Lawson Warns of Big Declines in License Fees, Net Loss
Traders pushed Lawson Software's share price down 13 percent last week, following the release of the company's preliminary first quarter results, which, needless to say, were not good. The St. Paul, Minnesota, company, which writes ERP software for Windows, Unix, and OS/400 platforms, said it expects total revenue for the quarter to be about $82 million, which would be about a 7 percent decline from the $88 million it posted for the first quarter of fiscal 2004, which ends August 31. That translates into a one to two cent loss using the GAAP method. Perhaps more worrisome is the paltry $13 million in software license revenues Lawson expects for the quarter, a 43 percent drop from the $22.7 million it recorded for the quarter last year. Lawson CEO Jay Coughlan said there were many causes for the shortfall, including industry consolidation, Sarbanes-Oxley compliance, and the Department of Justice's lawsuit again Oracle, which Oracle won, and which should bolster Lawson's argument that it's a tier-one player that can hang with the big boys. "Lawson experienced what many other enterprise software companies have recently announced: lower business activity, longer customer decision cycles, and contract deferrals," Coughlan says. He added that he is committed to cost cutting and keeping Lawson profitable for the year--on a non-GAAP basis, anyway. Final financial results will be announced September 30.

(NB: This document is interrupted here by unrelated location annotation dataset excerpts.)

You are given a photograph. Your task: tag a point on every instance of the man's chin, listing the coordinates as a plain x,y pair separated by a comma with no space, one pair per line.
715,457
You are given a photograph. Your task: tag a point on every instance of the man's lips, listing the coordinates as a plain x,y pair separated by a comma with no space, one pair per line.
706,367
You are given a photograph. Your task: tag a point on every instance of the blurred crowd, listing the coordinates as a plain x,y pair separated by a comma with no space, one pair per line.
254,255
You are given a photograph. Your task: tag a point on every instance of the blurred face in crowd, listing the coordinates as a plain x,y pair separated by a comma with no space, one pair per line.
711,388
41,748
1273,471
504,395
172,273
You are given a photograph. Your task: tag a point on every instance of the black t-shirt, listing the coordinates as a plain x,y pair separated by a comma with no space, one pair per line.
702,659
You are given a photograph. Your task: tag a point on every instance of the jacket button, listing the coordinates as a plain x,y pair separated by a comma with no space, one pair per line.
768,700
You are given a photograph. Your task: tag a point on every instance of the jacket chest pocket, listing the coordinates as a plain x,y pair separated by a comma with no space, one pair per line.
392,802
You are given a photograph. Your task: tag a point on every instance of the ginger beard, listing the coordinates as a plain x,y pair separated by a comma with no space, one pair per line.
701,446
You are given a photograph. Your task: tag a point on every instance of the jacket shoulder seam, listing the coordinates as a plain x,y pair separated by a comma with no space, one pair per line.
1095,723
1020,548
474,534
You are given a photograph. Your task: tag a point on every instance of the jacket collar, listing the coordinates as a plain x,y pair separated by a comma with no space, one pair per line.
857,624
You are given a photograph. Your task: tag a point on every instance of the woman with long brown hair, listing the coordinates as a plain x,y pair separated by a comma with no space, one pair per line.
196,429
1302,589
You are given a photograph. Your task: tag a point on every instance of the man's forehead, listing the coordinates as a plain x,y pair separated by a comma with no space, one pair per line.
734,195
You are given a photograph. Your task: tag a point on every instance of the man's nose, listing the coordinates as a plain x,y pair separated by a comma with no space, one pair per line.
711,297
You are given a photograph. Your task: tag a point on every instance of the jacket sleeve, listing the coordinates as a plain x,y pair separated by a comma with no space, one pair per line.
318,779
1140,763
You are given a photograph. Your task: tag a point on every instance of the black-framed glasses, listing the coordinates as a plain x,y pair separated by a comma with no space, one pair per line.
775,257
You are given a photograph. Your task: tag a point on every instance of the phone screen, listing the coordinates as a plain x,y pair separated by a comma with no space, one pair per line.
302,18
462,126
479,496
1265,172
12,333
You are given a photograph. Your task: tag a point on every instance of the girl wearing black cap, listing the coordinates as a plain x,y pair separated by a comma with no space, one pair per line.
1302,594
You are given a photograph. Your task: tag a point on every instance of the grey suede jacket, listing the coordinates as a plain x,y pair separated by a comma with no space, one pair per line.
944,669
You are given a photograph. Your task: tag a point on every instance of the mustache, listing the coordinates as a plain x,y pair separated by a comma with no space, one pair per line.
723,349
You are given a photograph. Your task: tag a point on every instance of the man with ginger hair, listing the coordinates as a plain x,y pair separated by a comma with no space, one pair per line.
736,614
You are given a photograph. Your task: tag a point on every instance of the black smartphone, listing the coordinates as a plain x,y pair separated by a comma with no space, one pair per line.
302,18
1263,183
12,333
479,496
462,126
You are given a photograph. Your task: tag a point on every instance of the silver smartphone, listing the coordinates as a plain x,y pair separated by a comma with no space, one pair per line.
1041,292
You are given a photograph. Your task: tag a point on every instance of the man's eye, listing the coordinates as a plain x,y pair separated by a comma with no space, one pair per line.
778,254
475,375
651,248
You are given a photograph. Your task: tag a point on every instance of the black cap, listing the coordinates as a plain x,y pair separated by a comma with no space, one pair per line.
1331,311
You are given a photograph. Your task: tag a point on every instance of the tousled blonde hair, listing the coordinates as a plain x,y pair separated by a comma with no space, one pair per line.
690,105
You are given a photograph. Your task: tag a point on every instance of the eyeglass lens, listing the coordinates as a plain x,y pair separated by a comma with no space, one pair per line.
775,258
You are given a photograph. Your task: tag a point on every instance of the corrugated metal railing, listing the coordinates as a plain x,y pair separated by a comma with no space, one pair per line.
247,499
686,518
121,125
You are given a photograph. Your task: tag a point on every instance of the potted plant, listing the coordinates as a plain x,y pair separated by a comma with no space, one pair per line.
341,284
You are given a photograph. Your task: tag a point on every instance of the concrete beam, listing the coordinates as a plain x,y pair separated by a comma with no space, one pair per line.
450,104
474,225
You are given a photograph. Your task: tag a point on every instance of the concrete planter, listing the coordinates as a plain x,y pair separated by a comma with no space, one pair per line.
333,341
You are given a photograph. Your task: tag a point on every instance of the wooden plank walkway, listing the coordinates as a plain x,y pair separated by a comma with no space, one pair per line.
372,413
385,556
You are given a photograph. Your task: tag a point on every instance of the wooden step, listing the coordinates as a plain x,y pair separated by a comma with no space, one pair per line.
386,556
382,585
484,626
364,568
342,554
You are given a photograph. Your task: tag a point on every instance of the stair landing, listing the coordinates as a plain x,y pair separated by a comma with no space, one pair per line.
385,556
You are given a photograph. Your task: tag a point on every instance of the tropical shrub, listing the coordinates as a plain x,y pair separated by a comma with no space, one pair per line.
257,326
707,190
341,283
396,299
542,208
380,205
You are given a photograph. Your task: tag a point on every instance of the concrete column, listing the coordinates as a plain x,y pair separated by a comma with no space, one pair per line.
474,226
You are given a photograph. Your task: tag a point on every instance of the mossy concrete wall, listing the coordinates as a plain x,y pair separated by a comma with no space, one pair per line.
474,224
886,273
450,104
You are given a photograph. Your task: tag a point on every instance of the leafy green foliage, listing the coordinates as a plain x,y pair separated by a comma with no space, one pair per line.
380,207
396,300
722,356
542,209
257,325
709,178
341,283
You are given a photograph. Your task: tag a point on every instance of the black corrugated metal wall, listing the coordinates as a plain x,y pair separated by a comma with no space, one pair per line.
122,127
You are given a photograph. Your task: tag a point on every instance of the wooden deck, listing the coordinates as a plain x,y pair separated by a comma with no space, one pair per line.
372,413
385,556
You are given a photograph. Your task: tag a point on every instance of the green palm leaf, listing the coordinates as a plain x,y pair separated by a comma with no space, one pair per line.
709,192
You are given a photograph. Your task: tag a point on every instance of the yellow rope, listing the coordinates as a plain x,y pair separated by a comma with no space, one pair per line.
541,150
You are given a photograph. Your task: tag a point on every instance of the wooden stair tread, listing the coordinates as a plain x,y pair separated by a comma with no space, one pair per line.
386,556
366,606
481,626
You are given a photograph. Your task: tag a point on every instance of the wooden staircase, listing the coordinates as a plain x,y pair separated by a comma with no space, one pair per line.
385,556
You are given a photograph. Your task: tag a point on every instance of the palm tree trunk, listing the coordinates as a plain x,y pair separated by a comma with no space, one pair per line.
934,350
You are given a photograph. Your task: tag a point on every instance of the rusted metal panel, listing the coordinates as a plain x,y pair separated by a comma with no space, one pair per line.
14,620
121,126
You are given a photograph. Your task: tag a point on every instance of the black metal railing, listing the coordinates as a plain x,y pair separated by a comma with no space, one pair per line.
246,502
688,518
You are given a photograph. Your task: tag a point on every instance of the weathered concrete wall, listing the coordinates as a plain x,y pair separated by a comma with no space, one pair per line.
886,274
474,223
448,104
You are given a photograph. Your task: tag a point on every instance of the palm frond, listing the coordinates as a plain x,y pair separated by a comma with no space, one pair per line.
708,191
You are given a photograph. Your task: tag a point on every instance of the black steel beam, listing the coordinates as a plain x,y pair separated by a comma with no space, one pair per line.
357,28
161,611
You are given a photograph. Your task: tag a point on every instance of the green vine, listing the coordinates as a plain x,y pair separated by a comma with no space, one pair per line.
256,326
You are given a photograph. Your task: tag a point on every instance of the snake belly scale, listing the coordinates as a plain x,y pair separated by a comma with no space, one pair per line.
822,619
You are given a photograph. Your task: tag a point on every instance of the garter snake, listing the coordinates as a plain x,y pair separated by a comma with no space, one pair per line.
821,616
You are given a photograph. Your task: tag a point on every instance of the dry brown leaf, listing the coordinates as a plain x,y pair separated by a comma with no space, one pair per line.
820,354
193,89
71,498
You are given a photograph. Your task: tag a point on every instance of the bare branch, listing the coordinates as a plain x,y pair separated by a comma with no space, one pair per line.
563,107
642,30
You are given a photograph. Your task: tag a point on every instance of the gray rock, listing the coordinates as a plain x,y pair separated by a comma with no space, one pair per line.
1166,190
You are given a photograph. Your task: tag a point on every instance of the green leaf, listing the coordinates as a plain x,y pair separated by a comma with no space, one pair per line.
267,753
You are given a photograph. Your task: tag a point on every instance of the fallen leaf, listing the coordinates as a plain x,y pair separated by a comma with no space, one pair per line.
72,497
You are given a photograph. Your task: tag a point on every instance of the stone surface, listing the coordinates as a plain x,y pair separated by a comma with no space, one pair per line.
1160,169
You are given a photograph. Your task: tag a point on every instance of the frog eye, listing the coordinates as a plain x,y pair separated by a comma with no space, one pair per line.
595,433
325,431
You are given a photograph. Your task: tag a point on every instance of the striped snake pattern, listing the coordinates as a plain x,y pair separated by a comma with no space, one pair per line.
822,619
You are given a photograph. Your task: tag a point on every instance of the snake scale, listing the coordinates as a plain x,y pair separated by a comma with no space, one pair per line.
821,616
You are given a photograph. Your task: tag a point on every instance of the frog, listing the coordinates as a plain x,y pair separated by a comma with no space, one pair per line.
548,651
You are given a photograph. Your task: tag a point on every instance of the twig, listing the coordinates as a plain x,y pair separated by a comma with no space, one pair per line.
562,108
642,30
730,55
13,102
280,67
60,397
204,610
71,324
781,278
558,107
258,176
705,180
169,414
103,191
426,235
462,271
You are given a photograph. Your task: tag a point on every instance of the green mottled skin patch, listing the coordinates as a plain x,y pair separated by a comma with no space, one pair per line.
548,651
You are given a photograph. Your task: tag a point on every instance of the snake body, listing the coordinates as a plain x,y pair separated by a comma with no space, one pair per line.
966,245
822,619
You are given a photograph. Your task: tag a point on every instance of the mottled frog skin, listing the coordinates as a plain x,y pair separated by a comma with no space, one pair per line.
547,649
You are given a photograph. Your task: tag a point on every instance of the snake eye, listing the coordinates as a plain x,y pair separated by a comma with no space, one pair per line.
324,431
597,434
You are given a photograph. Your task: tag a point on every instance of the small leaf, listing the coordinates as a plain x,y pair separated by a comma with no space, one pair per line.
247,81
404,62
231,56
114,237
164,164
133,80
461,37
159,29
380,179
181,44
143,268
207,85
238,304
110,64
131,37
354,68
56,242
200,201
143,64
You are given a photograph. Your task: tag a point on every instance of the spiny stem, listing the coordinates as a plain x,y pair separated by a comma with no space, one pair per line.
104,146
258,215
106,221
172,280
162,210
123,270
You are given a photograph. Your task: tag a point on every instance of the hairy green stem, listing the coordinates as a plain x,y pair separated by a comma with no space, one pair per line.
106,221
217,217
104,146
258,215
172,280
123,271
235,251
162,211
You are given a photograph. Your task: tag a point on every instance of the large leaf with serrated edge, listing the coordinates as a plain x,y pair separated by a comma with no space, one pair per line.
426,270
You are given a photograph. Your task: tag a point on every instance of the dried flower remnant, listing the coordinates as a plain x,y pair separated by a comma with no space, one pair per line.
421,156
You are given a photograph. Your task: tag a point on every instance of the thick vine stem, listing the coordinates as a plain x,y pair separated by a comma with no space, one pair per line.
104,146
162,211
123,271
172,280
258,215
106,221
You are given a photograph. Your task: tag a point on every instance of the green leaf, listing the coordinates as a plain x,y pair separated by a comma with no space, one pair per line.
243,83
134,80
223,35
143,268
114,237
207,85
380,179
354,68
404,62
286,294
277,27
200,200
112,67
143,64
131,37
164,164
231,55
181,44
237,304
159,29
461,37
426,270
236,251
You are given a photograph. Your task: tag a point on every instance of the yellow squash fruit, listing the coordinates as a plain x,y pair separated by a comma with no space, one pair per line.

Meta Says Passwords Aren't Effective
Passwords have failed as an effective identity management tool, according to a new report from META Group. Before saying to yourself, "Well, duh," and slinking off to read more "obvious" news reports on www.fark.com, consider this: the problem with passwords is not the sheer number of passwords you must memorize, as your experience may have led you to (mistakenly) believe. No, the problem is actually due to a lack of respect for the sheer level of access and authority that passwords afford, META says. Or, as Earl Perkins, vice president with META's security and risk strategies advisory service, puts it: "The issue with password protection isn't just a number issue. Rather, from a cultural standpoint, many individuals do not believe the value of the password reflects the value of the assets it protects."
So how best to resolve this password conundrum? Whatever it is, it ain't single sign-on, which, META says, will just "inject new problems regarding the balance between authentication and authorization." Instead, META says, the "ultimate solution" (which we understand has not yet been finalized) to this password problem will be based on these three facts: that people want to know their identity is secure, they want to identify themselves easily, and want to know the value of what they're accessing, based on how they access it. After running this through our cultural translation device, the answer is actually quite simple: biometric brain implants! And just think of how easy it will be to check out at Wal-Mart. Okay, you can go back to www.fark.com now.